Article Preview
Top1. Introduction
Growth of medical image databases is accelerating in the past few years. In the medical field, digital images such as computed tomography (CT), magnetic resonance imaging (MRI), ultrasound, nuclear medical imaging, endoscopy and microscopy, which were used for diagnostics or therapy, are produced in medical centers ever increasingly and have resulted in large volumes of data (Smeulder, Worring, Santini, Gupta, & Jain, 2000).
In order to deal with these data, it is necessary to develop appropriate information systems to efficiently manage these collections. Image searching is one of the most important services that need to be supported by such systems. In general, two different approaches have been applied to allow searching on image collections: one based on image textual meta data and another based on image content information.
The first retrieval approach is based on attaching textual metadata to each image and uses traditional techniques to retrieve them by keywords (Ogle & Stonebraker, 1995; Lieberman, Rosenzweig, & Singh, 2001). However, these systems require a previous annotation of the database images, which is a very laborious and time-consuming task. Furthermore, the annotation process is usually inefficient because users, generally, do not make the annotation in a systematic way. In fact, different users tend to use different words to describe the same image characteristic. The lack of systematization in the annotation process decreases the performance of the keyword-based image search.

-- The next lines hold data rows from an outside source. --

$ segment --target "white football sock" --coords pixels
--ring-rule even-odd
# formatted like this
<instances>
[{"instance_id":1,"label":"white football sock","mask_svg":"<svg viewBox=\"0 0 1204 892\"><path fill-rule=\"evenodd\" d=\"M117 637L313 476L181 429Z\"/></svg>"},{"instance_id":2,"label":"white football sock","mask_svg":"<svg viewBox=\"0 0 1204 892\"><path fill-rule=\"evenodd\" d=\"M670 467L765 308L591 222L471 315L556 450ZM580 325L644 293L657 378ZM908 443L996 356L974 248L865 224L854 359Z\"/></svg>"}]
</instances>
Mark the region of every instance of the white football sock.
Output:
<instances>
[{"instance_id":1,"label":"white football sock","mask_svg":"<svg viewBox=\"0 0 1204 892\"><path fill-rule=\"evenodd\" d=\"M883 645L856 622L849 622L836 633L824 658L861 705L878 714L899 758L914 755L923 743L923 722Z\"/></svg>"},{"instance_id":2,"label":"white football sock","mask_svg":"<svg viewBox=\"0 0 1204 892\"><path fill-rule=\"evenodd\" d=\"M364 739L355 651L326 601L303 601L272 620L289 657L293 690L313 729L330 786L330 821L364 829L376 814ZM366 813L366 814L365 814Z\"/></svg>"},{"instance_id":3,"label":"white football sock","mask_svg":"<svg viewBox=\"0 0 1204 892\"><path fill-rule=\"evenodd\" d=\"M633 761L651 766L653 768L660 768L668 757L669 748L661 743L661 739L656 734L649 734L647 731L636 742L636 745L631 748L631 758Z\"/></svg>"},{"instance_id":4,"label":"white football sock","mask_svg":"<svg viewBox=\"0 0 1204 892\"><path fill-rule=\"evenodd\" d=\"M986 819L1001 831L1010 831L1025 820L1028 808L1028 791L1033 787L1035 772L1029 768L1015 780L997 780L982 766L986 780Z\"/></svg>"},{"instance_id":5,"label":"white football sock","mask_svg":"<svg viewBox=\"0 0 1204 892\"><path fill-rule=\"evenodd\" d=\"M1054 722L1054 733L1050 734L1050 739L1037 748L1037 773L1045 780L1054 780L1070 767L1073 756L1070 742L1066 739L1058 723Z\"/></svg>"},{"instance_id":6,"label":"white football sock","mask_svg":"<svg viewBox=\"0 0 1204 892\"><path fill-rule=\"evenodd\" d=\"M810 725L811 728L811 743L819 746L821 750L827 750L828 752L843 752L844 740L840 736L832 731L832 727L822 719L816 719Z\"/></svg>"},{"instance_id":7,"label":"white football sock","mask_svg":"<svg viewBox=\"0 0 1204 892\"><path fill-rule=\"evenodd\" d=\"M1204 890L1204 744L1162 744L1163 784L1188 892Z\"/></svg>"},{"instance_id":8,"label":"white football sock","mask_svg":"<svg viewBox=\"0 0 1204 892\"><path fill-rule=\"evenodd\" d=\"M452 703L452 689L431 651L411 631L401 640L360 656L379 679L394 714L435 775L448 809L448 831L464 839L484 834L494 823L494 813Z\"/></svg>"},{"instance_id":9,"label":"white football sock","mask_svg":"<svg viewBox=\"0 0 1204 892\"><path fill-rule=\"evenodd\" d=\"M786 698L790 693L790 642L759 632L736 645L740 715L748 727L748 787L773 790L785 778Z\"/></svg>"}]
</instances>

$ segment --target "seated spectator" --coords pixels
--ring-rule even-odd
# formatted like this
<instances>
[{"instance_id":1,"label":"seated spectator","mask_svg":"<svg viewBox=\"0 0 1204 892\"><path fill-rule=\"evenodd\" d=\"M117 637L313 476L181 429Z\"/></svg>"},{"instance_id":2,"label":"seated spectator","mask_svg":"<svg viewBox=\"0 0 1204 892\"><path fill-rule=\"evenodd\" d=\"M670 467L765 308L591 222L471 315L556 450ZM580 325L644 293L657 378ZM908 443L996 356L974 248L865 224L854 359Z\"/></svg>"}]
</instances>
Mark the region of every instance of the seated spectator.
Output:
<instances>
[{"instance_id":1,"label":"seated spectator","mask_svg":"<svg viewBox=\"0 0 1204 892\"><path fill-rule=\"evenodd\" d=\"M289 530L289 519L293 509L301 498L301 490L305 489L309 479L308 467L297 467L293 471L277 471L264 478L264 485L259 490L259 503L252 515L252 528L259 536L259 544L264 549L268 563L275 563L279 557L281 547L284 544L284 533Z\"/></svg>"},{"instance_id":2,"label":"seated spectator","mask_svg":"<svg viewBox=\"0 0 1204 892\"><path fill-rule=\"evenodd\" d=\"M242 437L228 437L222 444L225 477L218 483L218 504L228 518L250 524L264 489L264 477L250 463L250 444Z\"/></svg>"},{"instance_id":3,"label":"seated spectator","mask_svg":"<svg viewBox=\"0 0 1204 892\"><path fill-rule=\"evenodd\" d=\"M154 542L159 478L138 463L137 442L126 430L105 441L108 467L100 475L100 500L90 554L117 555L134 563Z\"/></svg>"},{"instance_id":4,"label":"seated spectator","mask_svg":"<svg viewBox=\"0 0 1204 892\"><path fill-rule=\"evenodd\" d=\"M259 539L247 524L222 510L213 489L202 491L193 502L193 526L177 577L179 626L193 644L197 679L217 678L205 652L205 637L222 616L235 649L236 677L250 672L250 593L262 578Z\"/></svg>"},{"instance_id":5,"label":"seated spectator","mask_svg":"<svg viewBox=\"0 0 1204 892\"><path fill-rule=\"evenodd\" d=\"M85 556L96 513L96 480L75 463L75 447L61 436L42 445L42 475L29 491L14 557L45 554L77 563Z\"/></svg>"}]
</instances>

These shortcomings have been addressed by the so-called Content-Based Image Retrieval (CBIR) systems (Smeulder, Worring, Santini, Gupta, & Jain, 2000; Flickner et al., 1995; Rui, Huang, & Chang, 1999). Systems for content-based image retrieval have been introduced in the early 1990s (Muller, Michoux, Bandon, & Geissbuhler, 2004). In these systems, image processing algorithms are used to extract feature vectors that represent image properties such as color, texture, and shape. In this approach, it is possible to retrieve images similar to one chosen by the user (query-by-example). One of the main advantages of this approach is the possibility of an automatic retrieval process, contrasting to the effort needed to annotate images. Generally speaking, CBIR aims at developing techniques that support effective searching and browsing of large image digital libraries on the basis of automatically derived image features (Chen, Wang, & Krovetz, 2003).
Images are particularly complex to manage. Besides the volume they occupy; retrieval is an application-and-context-dependent task (Rui, Huang, & Chang, 1999). It requires the translation of high-level user perceptions into low-level image features (this is the so-called “semantic gap” problem). Moreover, image indexing is not just an issue of string processing (which is the case of standard textual databases). To index visual features, it is common to use numerical values for the n features and then to represent the image or object as a point in an n-dimensional space (Aslandogan & Yu, 1999). Multi-dimensional indexing techniques (Gaede & Gunther, 1998; Bohm, Berchtold, & Keim, 2001) and common similarity metrics (Weber, Schek, & Blott, 1998) are factors to be taken into account. In this context, the main challenges faced are the specification of indexing structures to speed up image retrieval and the query specification as a whole. Furthermore, query processing also depends on cognitive aspects related to visual interpretation. Several other problems – query languages, data mining – contribute to attract computer scientists to this area.